L’ambiance du Ramadhan dans la localité de Ouaguenoun, distante d’une vingtaine de kilomètres de la ville de Tizi-Ouzou, est presque similaire à celle qui prévaut dans les autres localités de la Kabylie. Dès la rupture du jeûne, les habitants de sexe masculin s’empressent de sortir pour digérer et vivre des moments d’ambiance et de contact entre les amis. Tikobaïn, le chef-lieu de la commune grouille de monde pendant des heures après le f’tour. Vu l’absence de programme d’animation culturelle, à travers toute la régon, les cafés maures sont les endroits prisés par les citoyens. Pour certains, en groupes d’amis ils s’adonnent à d’interminables parties de jeux de carte et de dominos. D’autres cafés se consacrent exclusivement au jeu du loto. D’autres préfèrent s’attabler dans les cafés en groupes d’amis et savourer des moments d’amitié, de discussion et d’échanges d’informations.
La période est aussi une aubaine pour les militants des différents partis politiques. On les reconnaît facilement se regrouper et s’adonner au jeu de la politique des coulisses et parfois de magouille, dont l’enjeu est l’établissement de listes de candidats aux prochaines élections locales.
D’autres, jeunes pour la plupart, préfèrent se rendre dans les cybercafés en se livrant à d’interminable palabres virtuelles à travers la tchatche. L’Internet reste l’une des meilleures fenêtres d’espoir ouvertes sur le monde et dont l’objectif recherché est de dénicher l’oiseau rare grâce auquel l’on peut s’envoler vers des cieux plus clément, loin du marasme du pays. L’Internet devient plus intéressant à Ouaguenoun depuis que la localité est doté de l’ASL. D’autres préfèrent se balader à travers les ruelles de Tikobaïn ou s’adosser aux murs en attendant un cadre de vie meilleur.

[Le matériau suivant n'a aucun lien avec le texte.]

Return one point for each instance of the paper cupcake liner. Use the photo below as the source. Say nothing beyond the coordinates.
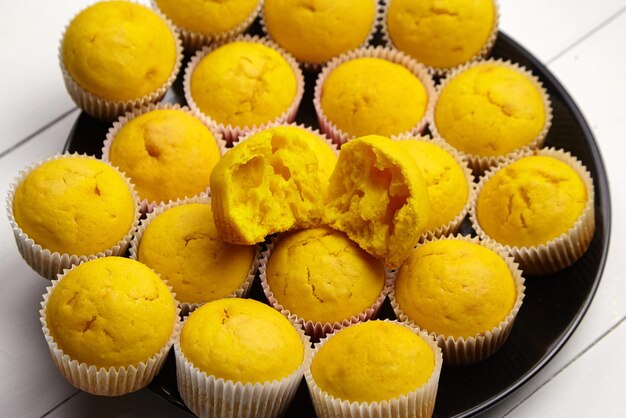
(418, 403)
(453, 226)
(479, 163)
(148, 206)
(229, 132)
(315, 66)
(316, 329)
(193, 41)
(112, 381)
(562, 251)
(50, 263)
(209, 396)
(109, 110)
(442, 72)
(392, 55)
(185, 307)
(470, 350)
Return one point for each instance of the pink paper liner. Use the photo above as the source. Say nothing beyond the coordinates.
(453, 226)
(479, 164)
(229, 132)
(442, 72)
(185, 307)
(392, 55)
(109, 110)
(316, 329)
(561, 251)
(208, 396)
(316, 66)
(112, 381)
(50, 263)
(418, 403)
(193, 41)
(148, 206)
(470, 350)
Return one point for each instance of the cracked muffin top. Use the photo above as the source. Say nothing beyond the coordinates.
(241, 340)
(322, 276)
(243, 84)
(183, 246)
(111, 312)
(531, 201)
(167, 153)
(75, 205)
(490, 109)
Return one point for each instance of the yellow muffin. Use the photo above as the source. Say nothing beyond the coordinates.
(455, 288)
(368, 95)
(373, 361)
(260, 187)
(315, 31)
(441, 34)
(243, 83)
(119, 50)
(111, 312)
(183, 246)
(447, 185)
(241, 340)
(167, 153)
(75, 205)
(490, 109)
(326, 157)
(531, 201)
(378, 197)
(322, 276)
(208, 17)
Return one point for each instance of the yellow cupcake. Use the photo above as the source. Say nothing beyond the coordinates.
(441, 34)
(183, 246)
(368, 95)
(447, 184)
(455, 288)
(373, 361)
(315, 31)
(119, 50)
(167, 153)
(531, 201)
(325, 153)
(75, 205)
(111, 312)
(260, 187)
(378, 197)
(241, 340)
(243, 83)
(490, 109)
(321, 276)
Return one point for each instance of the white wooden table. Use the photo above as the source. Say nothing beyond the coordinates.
(582, 43)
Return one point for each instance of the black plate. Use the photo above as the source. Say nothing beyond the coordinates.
(553, 307)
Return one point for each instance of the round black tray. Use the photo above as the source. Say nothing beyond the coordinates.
(554, 304)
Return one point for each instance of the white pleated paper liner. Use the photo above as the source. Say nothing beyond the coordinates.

Vu la proximité de la ville de Tizi-Ouzou, le transport est disponible durant la nuit et ce, en dépit du climat de sécurité instable. A Tizi-Ouzou, l’on se rend pour assister aux galas qui s’organisent à la Maison de la culture. D’ailleurs, les affiches des artistes qui se produisent durant cette période sont souvent placardées dans la région.

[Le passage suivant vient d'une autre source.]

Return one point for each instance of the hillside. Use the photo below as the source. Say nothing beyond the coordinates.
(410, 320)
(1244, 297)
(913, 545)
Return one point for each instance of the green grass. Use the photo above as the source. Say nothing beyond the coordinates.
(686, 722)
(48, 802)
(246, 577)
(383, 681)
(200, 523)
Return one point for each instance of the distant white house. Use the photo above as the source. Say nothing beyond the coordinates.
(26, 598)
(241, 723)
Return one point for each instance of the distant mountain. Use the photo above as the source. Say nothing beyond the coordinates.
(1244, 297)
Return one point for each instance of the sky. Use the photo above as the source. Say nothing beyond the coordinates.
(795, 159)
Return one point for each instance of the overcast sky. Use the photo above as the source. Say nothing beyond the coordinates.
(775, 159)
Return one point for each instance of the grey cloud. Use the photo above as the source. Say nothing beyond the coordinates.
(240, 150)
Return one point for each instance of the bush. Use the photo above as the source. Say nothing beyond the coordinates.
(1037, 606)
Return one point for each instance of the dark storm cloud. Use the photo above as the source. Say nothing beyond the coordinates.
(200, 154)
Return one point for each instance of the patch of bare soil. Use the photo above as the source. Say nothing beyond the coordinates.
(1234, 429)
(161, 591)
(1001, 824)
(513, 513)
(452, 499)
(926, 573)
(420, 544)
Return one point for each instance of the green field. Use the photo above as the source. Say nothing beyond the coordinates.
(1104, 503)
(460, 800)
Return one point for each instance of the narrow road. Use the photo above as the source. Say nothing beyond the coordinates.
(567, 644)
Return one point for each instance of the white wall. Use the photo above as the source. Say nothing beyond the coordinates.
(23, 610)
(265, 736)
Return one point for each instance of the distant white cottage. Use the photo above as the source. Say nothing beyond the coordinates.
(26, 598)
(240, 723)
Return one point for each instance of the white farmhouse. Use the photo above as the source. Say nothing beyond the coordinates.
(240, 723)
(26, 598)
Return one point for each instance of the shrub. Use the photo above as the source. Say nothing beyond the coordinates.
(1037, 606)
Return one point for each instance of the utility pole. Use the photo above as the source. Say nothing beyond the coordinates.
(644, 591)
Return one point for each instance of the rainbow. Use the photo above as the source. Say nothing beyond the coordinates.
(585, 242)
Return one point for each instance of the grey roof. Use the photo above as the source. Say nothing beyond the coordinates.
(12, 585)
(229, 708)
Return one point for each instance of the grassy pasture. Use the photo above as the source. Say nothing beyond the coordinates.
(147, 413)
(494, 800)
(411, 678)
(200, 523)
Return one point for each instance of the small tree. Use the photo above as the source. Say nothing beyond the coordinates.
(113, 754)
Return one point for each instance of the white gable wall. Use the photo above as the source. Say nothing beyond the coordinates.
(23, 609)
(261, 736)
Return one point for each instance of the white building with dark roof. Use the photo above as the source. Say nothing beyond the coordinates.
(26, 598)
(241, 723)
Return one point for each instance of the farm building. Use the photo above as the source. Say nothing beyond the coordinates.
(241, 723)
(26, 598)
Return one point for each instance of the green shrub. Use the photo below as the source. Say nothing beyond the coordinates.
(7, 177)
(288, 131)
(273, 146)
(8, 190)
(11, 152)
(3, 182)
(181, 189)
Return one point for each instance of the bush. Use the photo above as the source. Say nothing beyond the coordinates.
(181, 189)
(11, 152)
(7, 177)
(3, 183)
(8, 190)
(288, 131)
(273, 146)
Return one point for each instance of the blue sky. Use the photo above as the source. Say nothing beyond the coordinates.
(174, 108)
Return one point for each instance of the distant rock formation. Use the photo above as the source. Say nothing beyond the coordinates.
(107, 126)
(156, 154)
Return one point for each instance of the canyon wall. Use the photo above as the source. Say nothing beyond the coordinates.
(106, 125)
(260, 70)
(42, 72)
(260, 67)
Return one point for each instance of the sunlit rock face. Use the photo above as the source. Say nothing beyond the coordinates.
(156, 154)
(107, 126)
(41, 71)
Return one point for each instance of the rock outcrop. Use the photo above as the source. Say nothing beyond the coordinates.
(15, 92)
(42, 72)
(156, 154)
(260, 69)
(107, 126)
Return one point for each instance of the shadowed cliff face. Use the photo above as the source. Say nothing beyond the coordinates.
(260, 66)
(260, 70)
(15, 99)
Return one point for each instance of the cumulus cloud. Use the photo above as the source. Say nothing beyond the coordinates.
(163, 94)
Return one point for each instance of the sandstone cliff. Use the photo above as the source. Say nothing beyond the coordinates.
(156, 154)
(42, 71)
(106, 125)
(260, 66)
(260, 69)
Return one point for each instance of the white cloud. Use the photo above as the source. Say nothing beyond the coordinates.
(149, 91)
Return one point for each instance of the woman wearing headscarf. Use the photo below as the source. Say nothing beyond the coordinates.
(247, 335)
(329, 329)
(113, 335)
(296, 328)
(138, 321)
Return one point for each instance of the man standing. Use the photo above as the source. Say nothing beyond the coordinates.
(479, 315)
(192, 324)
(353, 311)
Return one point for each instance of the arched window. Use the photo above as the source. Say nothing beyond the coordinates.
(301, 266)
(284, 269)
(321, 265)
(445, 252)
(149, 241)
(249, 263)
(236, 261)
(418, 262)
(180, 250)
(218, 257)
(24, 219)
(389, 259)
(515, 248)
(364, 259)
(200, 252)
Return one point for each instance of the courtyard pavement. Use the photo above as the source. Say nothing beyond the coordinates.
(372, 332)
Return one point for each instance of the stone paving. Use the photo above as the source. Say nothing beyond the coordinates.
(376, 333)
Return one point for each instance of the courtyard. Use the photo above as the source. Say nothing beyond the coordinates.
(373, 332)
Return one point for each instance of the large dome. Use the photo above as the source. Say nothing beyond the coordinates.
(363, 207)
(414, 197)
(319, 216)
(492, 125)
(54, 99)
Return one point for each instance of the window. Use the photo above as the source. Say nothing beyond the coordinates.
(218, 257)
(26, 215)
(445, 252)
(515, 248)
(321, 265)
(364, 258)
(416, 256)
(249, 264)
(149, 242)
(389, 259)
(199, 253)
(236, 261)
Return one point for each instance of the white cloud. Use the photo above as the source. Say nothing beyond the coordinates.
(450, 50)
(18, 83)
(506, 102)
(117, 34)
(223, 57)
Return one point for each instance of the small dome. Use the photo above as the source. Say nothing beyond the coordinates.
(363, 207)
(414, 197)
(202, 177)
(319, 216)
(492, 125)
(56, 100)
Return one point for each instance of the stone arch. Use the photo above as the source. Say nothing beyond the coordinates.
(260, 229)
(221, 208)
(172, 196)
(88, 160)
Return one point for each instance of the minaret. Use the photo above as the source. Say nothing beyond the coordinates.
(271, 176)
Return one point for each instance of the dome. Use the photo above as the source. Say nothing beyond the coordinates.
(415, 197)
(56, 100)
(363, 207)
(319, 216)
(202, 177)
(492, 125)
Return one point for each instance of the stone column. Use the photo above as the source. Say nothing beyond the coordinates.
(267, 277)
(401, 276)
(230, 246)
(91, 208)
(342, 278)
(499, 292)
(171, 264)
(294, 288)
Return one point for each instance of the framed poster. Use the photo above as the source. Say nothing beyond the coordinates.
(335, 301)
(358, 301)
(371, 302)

Il existe une autre catégorie de citoyens qui ne croient pas à tout ce climat du Ramadhan. De ce fait, ils préfèrent rester chez eux savourer des moments en famille ou suivre les programmes de télévision.
Dans les autres villages de la région, le climat est presque identique. C’est ainsi que le mois de carême constitue le seul mois où les habitants s’évadent, pour un temps, de la monotonie de la vie quotidienne marqué par le calme plat et la morosité.
Durant la journée, l’ambiance est électrique et lourde à la fois. Les habitants ne sortent dehors que pour se rendre vers les lieux de travail ou s’approvisionner pour le f’tour sur fond d’un pouvoir d’achat en pleine érosion.